Ergonomic

Ergonomics (also called human factors) is an applied science that makes the user ccntral to design by improving the fit between the user and the product. There are products that have a people-machine interface during manufacture, during use in service, and if maintenance is required. Required may be height, reach, force, and operating torque that are acceptable to the user. Postures and lighting should be considered; there are products that must be a delight to use. Potential users must be consulted.

Product designs are developed to fit both the physiological and psychological needs of the user. Ergonomists examine all ranges of the human interface, from static measurements and movement ranges to users' perceptions of a product. This interface involves both software (displays, electronic controls, etc.) and hardware (knobs, grips, physical configurations, etc.) issues.

Ergonomics includes concept modeling and product design, job performance analysis, functional analysis, workspace and equipment design, computer interfaces, environment design, and so forth.

The true basis of ergonomics understands the limitations of human performance capabilities relative to product interaction. These limitations are either physical or perceptual in nature, but all address how people respond to people-made designs. Such interface analysis is crucial to establishing a safe and effective system of operation or environment for the user.

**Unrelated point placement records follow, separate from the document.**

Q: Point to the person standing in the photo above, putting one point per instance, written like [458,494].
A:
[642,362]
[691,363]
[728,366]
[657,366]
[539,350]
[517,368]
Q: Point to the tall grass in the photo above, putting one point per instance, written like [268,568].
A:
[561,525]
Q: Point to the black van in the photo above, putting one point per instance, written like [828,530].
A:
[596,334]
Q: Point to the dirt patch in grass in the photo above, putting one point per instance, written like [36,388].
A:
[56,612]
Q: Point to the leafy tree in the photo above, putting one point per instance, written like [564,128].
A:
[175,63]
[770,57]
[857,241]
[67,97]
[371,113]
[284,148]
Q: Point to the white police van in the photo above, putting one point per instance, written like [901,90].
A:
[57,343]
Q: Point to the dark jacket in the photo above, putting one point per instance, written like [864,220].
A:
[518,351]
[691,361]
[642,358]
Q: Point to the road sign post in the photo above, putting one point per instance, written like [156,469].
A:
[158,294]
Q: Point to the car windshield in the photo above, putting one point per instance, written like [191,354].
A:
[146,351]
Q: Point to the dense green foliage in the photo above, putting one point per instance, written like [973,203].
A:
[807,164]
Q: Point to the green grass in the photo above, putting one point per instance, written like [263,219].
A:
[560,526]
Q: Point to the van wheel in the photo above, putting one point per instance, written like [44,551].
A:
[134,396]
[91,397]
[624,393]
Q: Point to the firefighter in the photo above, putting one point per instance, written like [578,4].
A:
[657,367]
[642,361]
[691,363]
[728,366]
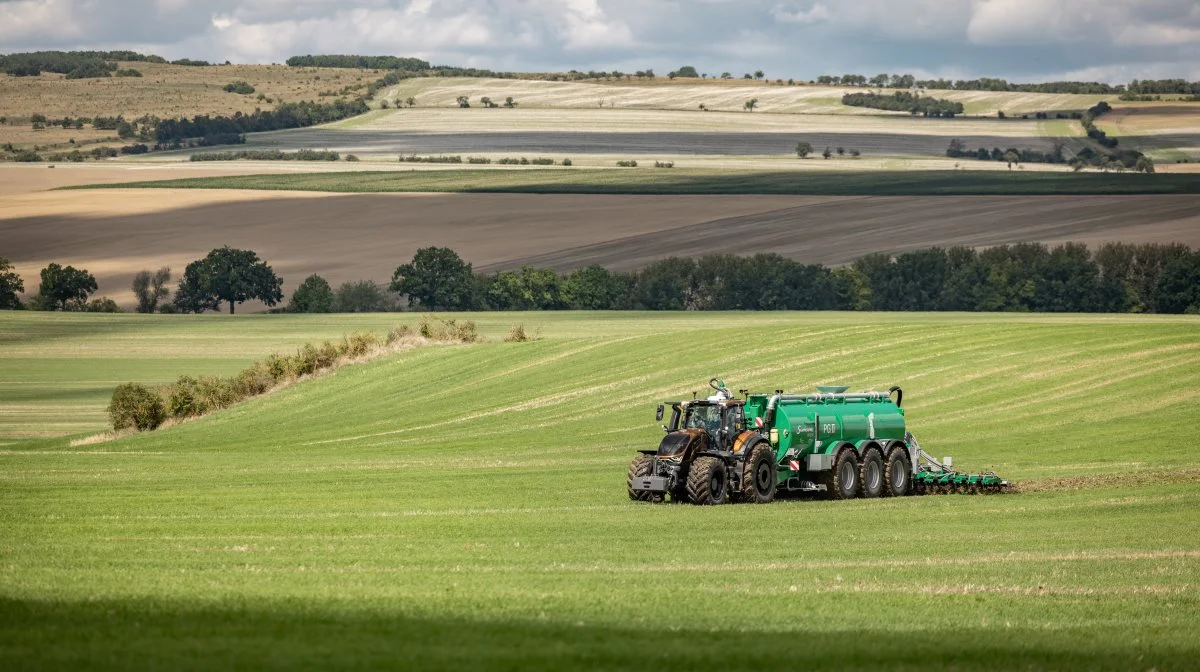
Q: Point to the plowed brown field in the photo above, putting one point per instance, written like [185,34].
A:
[353,237]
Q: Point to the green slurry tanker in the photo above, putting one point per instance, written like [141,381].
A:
[832,443]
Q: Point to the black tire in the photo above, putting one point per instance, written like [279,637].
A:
[870,474]
[640,467]
[707,481]
[759,475]
[843,479]
[898,473]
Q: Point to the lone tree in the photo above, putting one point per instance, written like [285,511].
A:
[227,275]
[437,279]
[315,295]
[10,286]
[65,288]
[150,288]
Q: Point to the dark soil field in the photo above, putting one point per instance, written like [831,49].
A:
[640,144]
[840,231]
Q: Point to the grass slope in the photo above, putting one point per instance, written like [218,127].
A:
[691,181]
[456,505]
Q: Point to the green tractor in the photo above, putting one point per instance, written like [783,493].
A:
[829,443]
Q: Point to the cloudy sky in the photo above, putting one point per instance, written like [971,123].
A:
[1020,40]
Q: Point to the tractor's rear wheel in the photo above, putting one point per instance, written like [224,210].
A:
[641,466]
[870,473]
[759,475]
[843,479]
[898,473]
[707,481]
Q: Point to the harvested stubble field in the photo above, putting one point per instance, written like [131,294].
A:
[463,507]
[172,90]
[661,133]
[717,95]
[115,232]
[631,144]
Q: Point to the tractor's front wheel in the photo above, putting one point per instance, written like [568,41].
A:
[707,481]
[641,466]
[759,475]
[843,480]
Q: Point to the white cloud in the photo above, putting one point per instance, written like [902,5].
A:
[792,13]
[1013,39]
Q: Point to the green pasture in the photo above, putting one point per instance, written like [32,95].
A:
[693,181]
[463,507]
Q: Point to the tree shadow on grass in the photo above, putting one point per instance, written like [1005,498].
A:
[295,635]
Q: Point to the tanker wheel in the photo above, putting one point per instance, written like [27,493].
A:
[870,473]
[707,481]
[759,477]
[640,467]
[898,474]
[843,479]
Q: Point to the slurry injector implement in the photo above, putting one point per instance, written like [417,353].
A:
[833,443]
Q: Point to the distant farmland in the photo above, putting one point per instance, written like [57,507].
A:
[355,237]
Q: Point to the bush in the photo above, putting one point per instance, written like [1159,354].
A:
[255,381]
[519,335]
[136,406]
[414,159]
[101,305]
[358,345]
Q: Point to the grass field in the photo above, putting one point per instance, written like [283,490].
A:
[172,90]
[455,507]
[695,181]
[1164,132]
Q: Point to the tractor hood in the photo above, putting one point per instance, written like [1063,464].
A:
[676,445]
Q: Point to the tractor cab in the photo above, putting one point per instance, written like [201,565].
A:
[720,417]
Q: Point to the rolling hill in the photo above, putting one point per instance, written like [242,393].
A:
[466,503]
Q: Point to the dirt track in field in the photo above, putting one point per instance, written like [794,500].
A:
[353,237]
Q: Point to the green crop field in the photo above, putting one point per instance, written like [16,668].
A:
[463,507]
[689,181]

Industry studies have shown there are cost-benefit advantages in using ergonomic programs. Recognize that the cost of corrections to a poorly designed product geometrically increases throughout the development process. Therefore, human factor specialists should begin working with engineers and designers in the early stages of product development. When ergonomists are called in to fix a product that has already been sent to market and failed, costs will escalate. A manufacturer's decision to adopt an ergonomic orientation will serve to reposition its products from a commodity-based supplier to a supplier of high-value products. Integrating ergonomics into a design program ensures more comfortable, safe, and productive design solutions and a better overall product for the end-user.